Fortunately the other diesel engine comes with the choice of six-speed manual or regular six-speed automatic gearbox. With 163bhp, this 2.0-litre HDi 160 engine will go from 0-62mph in 8.8 seconds, with the manual gearbox, and in 10.1 seconds with the automatic gearbox.

It’s a good engine with plenty of low-down pull and good in-gear acceleration that means you don’t have to change gears when faced with a steep incline or the need to overtake.

The automatic gearbox is fairly smooth and also eager to drop down a gear or two if you do need that extra bit of pace.

For the lowest running costs, the Hybrid4 model is powered by a combination of diesel engine and electric battery, much like a regular petrol/electric hybrid. The diesel engine produces 163bhp while the electric motor makes 37bhp. The combined 200bhp means you will go from 0-62mph in 8.6 seconds and on to a top speed of 131mph.

This engine is paired with the same EGS gearbox found in the lower powered diesel. The electric motor’s additional propulsion, however, reduces the effect of the jerky gear changes and results in a much smoother drive than the standard model. The battery pack adds around 100kg, but it doesn’t have a noticeable effect on performance. The power delivery is smooth and the electric motor gives that added boost when it’s needed.

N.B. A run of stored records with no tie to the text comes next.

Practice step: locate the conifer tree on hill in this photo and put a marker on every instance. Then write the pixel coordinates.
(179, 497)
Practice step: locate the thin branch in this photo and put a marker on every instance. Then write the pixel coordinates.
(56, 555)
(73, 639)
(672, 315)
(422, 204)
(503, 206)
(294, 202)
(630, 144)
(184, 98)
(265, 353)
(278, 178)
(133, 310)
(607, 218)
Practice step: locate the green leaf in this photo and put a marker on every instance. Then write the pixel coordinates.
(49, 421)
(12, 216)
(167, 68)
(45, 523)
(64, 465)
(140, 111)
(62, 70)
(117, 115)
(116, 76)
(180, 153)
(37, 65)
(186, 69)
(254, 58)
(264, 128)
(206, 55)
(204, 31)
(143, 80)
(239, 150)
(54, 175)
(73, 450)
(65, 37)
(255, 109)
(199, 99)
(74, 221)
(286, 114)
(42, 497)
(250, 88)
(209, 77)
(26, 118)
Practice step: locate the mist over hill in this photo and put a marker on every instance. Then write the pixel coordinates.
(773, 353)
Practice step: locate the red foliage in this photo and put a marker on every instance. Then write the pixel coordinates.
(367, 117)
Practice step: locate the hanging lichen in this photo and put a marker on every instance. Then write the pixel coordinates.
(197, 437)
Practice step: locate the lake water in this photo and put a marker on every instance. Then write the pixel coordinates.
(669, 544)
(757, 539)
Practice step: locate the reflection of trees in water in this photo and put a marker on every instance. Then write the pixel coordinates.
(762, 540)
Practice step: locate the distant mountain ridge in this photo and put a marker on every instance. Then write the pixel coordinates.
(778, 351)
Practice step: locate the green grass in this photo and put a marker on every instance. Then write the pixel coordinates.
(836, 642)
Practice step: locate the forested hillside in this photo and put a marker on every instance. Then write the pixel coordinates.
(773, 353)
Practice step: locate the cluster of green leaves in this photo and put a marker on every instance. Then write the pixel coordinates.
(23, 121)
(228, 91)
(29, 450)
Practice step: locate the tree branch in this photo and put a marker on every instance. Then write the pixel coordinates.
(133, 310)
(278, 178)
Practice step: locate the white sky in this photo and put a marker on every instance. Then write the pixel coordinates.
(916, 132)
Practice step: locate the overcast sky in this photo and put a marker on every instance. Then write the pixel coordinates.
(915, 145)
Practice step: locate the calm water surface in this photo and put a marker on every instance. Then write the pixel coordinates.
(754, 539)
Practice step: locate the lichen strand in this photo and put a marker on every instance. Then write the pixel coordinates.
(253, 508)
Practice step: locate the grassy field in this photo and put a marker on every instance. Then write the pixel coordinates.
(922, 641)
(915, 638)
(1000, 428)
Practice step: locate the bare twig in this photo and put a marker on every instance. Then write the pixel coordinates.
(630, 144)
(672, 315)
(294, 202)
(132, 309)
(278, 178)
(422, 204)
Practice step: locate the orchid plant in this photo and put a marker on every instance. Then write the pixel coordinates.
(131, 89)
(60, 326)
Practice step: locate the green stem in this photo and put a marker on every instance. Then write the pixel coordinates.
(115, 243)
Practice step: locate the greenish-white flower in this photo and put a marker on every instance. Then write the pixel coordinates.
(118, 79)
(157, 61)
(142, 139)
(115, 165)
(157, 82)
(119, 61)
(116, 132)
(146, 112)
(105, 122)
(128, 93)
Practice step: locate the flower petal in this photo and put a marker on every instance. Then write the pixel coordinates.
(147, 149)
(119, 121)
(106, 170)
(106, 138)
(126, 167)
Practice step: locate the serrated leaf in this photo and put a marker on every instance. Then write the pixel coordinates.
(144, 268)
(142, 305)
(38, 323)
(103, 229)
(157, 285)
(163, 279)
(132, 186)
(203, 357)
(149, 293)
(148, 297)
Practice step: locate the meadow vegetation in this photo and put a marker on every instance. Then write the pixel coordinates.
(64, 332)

There are four driving modes to choose from in the Hybrid4. The default Auto mode switches between diesel and electric power to optimise fuel economy while Sport mode combines the two to provide extra power and more responsive acceleration. ZEV mode enables the car to be driven using just the electric power up to 37mph and finally the 4WD option does as you’d expect with the diesel engine powering the front wheels and electric motor powering the rear wheels.

There’s not even a hint of the boat-like cornering or wallow that buyers would experience in the more conventional C5. The DS5 corners incredibly flat and there’s almost no body roll at all. The ride and suspension is much harder, and while it can get a bit too much on the bigger wheels and rougher roads, it’s a big improvement over the softer setups that the manufacturer normally fits.

The handling is accurate and offers a decent amount of feedback. There’s plenty of grip and the electro-hydraulic power steering is well weighted making things more assured at higher speed and in tight corners. This doesn’t mean you’ll struggle once you get caught in any narrow streets, though. The steering becomes lighter at lowers speeds, allowing for easy manoeuvring - even in smaller spaces.

The Hybrid4 doesn’t feel quite as agile as the other models due to the extra 100kg that the electric motor adds to the car.